Our point of view was very personal to us - each member of the team uses Airbnb to travel and host. The app developed around our knowledge of existing Airbnb travel behavior, and the pain points we personally experienced. Often, we'd step into the shoes of a first time user who had no idea what Airbnb was. This informed how we lead new users into the app. One thing not in the original brief that came up in our real world user testing was needing a place last minute. One of us was traveling and the accommodations fell through unexpectedly. So we created a button "Help I need a place tonight" that searches all the available Airbnb's closest to where you are. You can click on a pin, review the details, and book within minutes. This button is used more than you might guess.
Additionally, we discovered an opportunity to help users see the value of renting the extra space in their home or apartment. By using GPS and asking a few simple questions, we can display the value of a private room, or entire apartment, based on what their neighbors are making on Airbnb. The app makes it easy to then list and photograph your space, all from the iPhone.
3. When designing this project, whose interests did you consider? (Discuss various stakeholders, audiences, retailing, manufacturing, assembly, distribution, etc., for example.)

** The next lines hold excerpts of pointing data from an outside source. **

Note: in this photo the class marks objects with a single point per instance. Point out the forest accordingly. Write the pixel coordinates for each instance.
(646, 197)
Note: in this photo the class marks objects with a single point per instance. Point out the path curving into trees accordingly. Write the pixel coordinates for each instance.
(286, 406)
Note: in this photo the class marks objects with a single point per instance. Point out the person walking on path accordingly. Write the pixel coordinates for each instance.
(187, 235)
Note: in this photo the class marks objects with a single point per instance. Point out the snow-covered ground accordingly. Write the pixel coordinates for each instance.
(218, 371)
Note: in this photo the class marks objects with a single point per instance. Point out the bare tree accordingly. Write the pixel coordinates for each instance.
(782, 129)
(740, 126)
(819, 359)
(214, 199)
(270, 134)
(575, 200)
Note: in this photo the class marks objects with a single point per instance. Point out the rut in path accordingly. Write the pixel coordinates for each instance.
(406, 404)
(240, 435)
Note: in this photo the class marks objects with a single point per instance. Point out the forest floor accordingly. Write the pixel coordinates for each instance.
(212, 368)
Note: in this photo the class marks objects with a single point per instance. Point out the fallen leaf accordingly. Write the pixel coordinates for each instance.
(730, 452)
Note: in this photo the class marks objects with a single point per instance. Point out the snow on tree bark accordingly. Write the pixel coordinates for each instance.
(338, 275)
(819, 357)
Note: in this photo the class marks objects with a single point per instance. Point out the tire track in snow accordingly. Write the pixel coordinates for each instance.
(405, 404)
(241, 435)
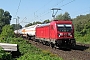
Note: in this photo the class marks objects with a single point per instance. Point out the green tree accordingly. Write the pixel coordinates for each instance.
(7, 32)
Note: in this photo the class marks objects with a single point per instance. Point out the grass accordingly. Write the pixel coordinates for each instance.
(30, 52)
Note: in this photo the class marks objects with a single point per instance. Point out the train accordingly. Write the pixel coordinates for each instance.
(57, 33)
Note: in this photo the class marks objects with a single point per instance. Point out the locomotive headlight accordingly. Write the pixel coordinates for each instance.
(69, 34)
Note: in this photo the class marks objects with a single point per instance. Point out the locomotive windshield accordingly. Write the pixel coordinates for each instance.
(64, 27)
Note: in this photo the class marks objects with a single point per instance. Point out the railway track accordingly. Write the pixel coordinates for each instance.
(79, 52)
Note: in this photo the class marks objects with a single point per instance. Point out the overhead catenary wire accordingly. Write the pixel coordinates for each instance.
(59, 7)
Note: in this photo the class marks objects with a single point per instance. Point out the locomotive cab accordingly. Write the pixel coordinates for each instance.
(65, 34)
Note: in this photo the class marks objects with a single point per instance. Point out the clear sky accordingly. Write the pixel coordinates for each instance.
(39, 10)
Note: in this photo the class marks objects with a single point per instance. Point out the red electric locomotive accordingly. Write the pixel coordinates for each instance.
(57, 33)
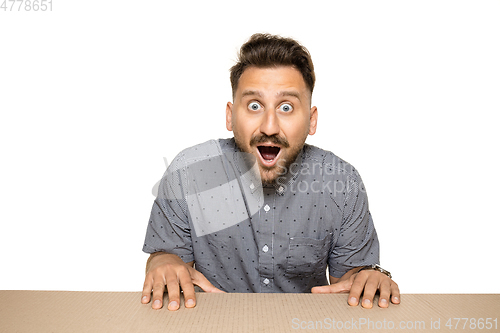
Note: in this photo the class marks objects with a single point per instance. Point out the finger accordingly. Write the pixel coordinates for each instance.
(174, 293)
(339, 287)
(146, 290)
(396, 297)
(158, 290)
(385, 293)
(358, 284)
(371, 287)
(187, 288)
(201, 281)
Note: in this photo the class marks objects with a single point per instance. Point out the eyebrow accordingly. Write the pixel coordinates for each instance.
(281, 93)
(251, 93)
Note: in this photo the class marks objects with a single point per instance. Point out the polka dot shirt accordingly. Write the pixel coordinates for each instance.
(244, 236)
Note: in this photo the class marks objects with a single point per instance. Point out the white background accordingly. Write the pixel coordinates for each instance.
(94, 94)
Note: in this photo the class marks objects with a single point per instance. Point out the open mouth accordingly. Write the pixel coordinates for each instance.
(269, 154)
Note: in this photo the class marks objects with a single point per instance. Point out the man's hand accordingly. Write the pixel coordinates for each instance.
(368, 280)
(168, 269)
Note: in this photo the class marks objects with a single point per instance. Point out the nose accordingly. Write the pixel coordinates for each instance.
(270, 123)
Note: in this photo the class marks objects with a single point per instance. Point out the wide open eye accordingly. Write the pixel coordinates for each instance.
(286, 107)
(254, 106)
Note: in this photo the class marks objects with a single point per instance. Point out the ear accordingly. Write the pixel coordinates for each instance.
(229, 116)
(313, 120)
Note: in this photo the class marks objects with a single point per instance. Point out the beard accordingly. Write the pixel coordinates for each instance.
(289, 154)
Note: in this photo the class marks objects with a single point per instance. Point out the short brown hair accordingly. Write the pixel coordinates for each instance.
(265, 50)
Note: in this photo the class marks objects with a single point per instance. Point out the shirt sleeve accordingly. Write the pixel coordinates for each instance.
(168, 226)
(357, 242)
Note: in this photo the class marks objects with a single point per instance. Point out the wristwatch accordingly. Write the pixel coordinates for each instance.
(377, 268)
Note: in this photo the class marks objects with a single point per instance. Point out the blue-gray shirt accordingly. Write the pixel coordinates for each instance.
(212, 209)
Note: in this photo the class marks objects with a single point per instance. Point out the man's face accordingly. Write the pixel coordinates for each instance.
(271, 117)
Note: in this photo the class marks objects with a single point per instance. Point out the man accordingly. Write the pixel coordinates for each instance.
(263, 211)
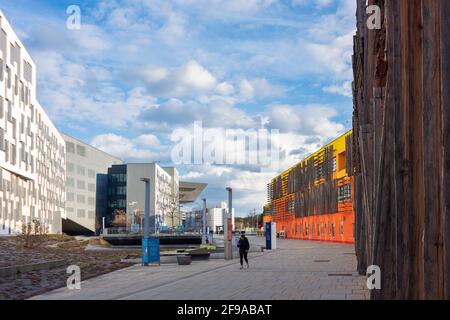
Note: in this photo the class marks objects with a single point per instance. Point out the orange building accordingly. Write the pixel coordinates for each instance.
(313, 200)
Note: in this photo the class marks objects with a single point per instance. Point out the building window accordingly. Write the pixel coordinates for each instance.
(81, 170)
(291, 205)
(91, 174)
(81, 213)
(81, 150)
(70, 167)
(81, 198)
(81, 185)
(345, 193)
(91, 187)
(70, 196)
(70, 182)
(70, 147)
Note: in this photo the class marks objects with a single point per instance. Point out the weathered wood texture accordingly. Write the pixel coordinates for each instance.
(401, 144)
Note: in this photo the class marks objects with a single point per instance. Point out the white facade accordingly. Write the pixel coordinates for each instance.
(83, 163)
(215, 216)
(32, 155)
(164, 184)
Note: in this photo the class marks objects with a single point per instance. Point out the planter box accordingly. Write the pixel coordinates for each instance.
(184, 260)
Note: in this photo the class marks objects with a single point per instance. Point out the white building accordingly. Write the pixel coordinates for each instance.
(125, 191)
(32, 155)
(215, 216)
(83, 163)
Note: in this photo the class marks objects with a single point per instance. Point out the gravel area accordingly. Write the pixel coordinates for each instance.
(26, 285)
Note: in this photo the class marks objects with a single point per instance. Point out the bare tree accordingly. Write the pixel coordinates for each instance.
(120, 218)
(33, 233)
(171, 208)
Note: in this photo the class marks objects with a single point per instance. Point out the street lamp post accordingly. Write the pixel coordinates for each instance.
(150, 247)
(228, 227)
(204, 221)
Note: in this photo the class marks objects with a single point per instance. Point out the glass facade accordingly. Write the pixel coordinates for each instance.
(116, 192)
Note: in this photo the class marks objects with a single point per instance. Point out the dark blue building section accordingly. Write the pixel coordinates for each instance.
(268, 236)
(101, 196)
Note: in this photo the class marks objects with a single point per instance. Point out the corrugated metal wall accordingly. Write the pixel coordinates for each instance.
(401, 147)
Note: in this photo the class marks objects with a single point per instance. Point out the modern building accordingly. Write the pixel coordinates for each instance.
(83, 163)
(214, 218)
(123, 193)
(32, 155)
(215, 215)
(314, 199)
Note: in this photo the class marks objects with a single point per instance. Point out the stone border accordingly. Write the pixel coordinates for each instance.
(13, 270)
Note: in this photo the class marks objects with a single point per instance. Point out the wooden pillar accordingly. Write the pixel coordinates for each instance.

There were two audiences to design for: existing users and 'browsers'. We were faced with the challenge of making an app that had the right utilities for existing guests and hosts, and the right amount of fun for anyone who wasn't a registered user (we call them browsers). Airbnb is full of beautiful content and we wanted to make it accessible for consuming, no account required. Each use case was to be supported within one app, without obstructing each other. For existing users, the app could allow faster communication, access to itineraries, and 1-tap calls to customer support. For browsers, they could watch videos to learn what Airbnb is, swipe through beautifully curated collections of properties, and search listings by city.
The final product has two states for those logged out, and those logged in. The menu options adapt to each of these states, offering what's needed to each type of user, only when they need it.
4. Describe the rigor that informed your design. (Research, ethnography, subject matter experts, materials exploration, technology, iteration, testing, etc., as applicable.) If this was a strictly research or strategy project, please provide more detail here.
We decided early on to formulate a small, nimble team, and the app is a direct reflection of that team. The three of us formed a harmonious triangle of skills: design (Steph Tekano), code (Andrew Vilcsak), and user experience (Joe Gebbia). Decision making became streamlined and allowed us to move at incredible speed. There was, of course, an impending deadline which kept our fire going.
The process began by identifying the needs of our mobile users, and led into a team brainstorm about all the crazy things we could do inside the app. Hundreds of sticky notes later, we began to filter down the features/functions that made the most sense for version 1. After sketching basic flows - and we thought in flows - we began to build a basic prototype. After loading it onto our phones, we would go out into the real world for testing.
Soon we found ourselves bouncing between the lab (office) and the field (real world). Did our hypotheses hold up? Going into the real world would prove them right or wrong. Through constant iteration we laid down the foundational functions of what the app should do. The process played off Joe's experiences from Industrial Design - rapid prototyping and exploration - but applied to the software of a mobile app. Next, we pinned every screen of the app - all 68 of them - on the studio wall. This became our roadmap for design, and is the reason every single flow is thoughtfully considered on the app.
Along the way, Steph designed an elegant menu bar to match the rest of the app's visual aesthetic. Andrew pushed the limits of the iOS by figuring out how to create a custom menu bar, something that is undocumented in the world of iOS development. This exemplifies our rigor - we let the design lead the technology.
5. What is the social value of your design? (Gladdening, educational, economic, paradigm-shifting, sustainable, labor-mindful, environmental, cultural, etc.) How does it earn its keep in the world?
Airbnb facilitates connections between people around the globe. We use the internet to bring people offline face-to-face. We are more than a transactions business. We are a connections business. The more channels we can create for our community to connect with each other the better. This includes the web, meet ups, and in this case, mobile devices.
At Airbnb, we have provide a 6-way win:
1. Guests - gain access to global spaces and neighborhoods, within their price range
2. Hosts - create extra income stream utilizing space they already have
3. Airbnb - earns 10% of each transaction to improve the platform
4. Local economy - money is redirected from tourist zones into the coffee shops, restaurants, and establishments in real neighborhoods
5. Environment - allows people to use existing resources, and reconsider the need to pour more concrete
6. Humans - by connecting people in person around the world, stereotypes can be broken, which improves the state of being for everyone else
Because far off places are now accessible, over 50% of our business is completely international - a guest leaving their country to stay with a host in another country. We've made a highly functional app that is in the hands of 250,000 people internationally, facilitating more connections each day.
6. If you could have done one thing differently with the project, what would you have changed?
We had to say no to a lot of things along the way. Given the timeline to launch, and the size of our team, we had to be decisive in what was necessary in version 1.0. If I could back, I would have added support for multiple languages and currencies from the beginning. Translating the entire app, along with the complexities around pricing, would've caused us to miss the deadline.